Tulio Kahn, sociólogo e colaborador do Espaço Democrático
Edição Scriptum
Entre os novos indicadores divulgados pelo Ministério da Justiça a partir deste ano está a quantidade de armas apreendidas pelas polícias, por tipo, Estado e ano. Trata-se de um indicador relevante de monitorar, uma vez que armas de fogo estão envolvidas na maioria dos crimes violentos do País, como homicídios e roubos.
Neste artigo fazemos uma breve análise de algumas tendências interessantes no período 2017 a 2023, que inclui a flexibilização do acesso a armas de fogo entre 2018 e 2022. O primeiro dado que chama a atenção é que a quantidade de apreensões variou pouco no período – caindo 3,2% – não obstante a flexibilização. Embora existam inconsistências nas séries enviadas por alguns Estados, a expectativa geral é de que veríamos um aumento explosivo nas apreensões, que refletem de algum modo a quantidade de armas em circulação.
Outra constatação interessante é que o número de armas apreendidas em 2022 (101.950), último ano da gestão de Jair Bolsonaro, é praticamente igual ao número de armas apreendidas em 2023, primeiro ano da gestão Lula (102.456), quando novas regras restringiram expressivamente, desde janeiro, a concessão de novas armas. As apreensões, portanto, não parecem refletir de imediato as mudanças nas regras de concessão.

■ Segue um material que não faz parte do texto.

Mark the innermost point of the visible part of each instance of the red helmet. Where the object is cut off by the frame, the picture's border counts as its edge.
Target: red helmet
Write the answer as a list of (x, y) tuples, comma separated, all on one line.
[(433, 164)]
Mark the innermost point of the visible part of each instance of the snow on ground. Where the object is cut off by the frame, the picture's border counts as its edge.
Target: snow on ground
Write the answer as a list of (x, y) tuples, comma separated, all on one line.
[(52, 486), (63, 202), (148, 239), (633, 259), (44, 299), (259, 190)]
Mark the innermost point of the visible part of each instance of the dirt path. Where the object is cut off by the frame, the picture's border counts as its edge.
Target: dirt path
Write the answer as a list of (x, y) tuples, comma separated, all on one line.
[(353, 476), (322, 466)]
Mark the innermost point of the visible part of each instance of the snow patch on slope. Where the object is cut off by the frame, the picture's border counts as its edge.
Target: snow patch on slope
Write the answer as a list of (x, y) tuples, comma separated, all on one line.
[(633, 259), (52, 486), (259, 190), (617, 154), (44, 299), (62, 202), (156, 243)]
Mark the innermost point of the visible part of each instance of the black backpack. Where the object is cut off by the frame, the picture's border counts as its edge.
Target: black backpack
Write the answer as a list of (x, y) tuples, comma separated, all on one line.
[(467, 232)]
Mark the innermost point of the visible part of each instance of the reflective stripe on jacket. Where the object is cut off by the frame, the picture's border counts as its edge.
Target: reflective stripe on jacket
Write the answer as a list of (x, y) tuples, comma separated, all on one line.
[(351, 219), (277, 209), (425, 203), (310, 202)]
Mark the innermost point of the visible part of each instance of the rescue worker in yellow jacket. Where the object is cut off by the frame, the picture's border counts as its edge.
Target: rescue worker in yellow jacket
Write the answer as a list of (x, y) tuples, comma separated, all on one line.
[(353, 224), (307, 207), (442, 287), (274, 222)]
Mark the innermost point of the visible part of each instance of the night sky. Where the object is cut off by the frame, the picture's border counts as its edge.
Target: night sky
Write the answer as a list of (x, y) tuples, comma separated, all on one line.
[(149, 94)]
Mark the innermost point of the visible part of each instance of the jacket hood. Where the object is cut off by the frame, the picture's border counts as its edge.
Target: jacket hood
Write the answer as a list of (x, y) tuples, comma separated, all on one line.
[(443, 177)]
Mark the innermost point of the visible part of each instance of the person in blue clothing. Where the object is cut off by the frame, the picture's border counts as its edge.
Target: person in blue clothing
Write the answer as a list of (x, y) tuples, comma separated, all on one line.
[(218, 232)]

Esta estabilidade nas apreensões pode refletir mudanças nas políticas dos Estados com relação às apreensões, mudanças no perfil dos proprietários, o fato de que as alterações na lei afetaram mais a posse do que o porte e outras variáveis ainda não compreendidas. De todo modo, esta estabilidade ajuda a entender em parte por que não vimos uma explosão no número de homicídios dolosos, mas antes uma queda de 30,3% quando comparamos 2017 a 2023. Essa relação entre armas e homicídios é complexa e mostramos em outro artigo, usando variáveis instrumentais e dados em painel (Cerqueira, Kahn, Bueno e Lins, 2022), como a queda poderia ter sido ainda maior.
Variação de armas apreendidas por tipo
2017 a 2023
Se as apreensões estão estáveis, por outro lado os dados mostram que está ocorrendo uma mudança no tipo de arma apreendida pelas polícias. Revólveres e pistolas continuam a representar cerca de 60% das armas apreendidas, mas enquanto a apreensão de revólveres caiu 19,3%, a apreensão de pistolas cresceu impressionantes 60% no período. Observamos quedas também na quantidade de espingardas e “outras armas”.
As armas longas – carabinas, fuzis, rifles, submetralhadoras e metralhadoras –, boa parte das quais em mãos das organizações criminosas, representam ainda uma pequena parte das apreensões e passaram de 3,9% para 5,5% do total de armas. Note-se, todavia, as elevadas variações deste tipo de arma, que cresceram em média 36,5%. Isto pode significar tanto um aumento deste tipo de arma em circulação quanto talvez uma melhoria nas investigações e foco no combate ao crime organizado. Seria interessante analisar em que contexto – por exemplo, em que tipos de naturezas criminais – estas apreensões se deram.
É preciso ainda analisar em profundidade os efeitos da flexibilização de armas para a população civil e seu impacto sobre a criminalidade – entre outras estas mudanças no perfil das armas apreendidas pelas polícias, efeitos que muitas vezes só ficam claros em longo prazo. A disponibilização destas informações pelo Ministério da Justiça, em âmbito nacional, permite monitorar a questão desagregando as informações por mês e Estado, o que possibilita uma melhor compreensão do problema. A variação no volume e tipo de armas por Estado pode dar pistas importantes sobre estes efeitos, comparando, por exemplo, Estados com maior porcentagem de armas curtas (revólveres e pistolas) – mais frequentes nos crimes interpessoais – com Estado com maior porcentagem de armas longas – mais frequentes nas organizações criminosas.
A porcentagem de armas curtas dentro do universo de armas apreendidas, por exemplo, é muito maior nos Estados urbanos como Rio, São Paulo, Distrito Federal e Rio Grande do Sul (média de 74,6%) e menor em Estados como Acre, Maranhão, Pará e Piauí (média de 37,2%), diferenças que podem ter implicações sobre o volume, tendências e tipos de crimes em cada Estado. Há uma correlação negativa de R -.17 entre taxa de homicídios e porcentagem de armas curtas no Estado.
O crescimento da apreensão de pistolas e armas automáticas e semiautomáticas de grosso calibre pode ser uma tendência preocupante, se refletirem um aumento da quantidade destas armas em circulação nas mãos do crime. Implicam num aumento de risco para os policiais e para a sociedade em geral, devido ao ser maior poder letal. Acompanhar de perto estas tendências é crucial para traçar políticas de segurança mais eficazes.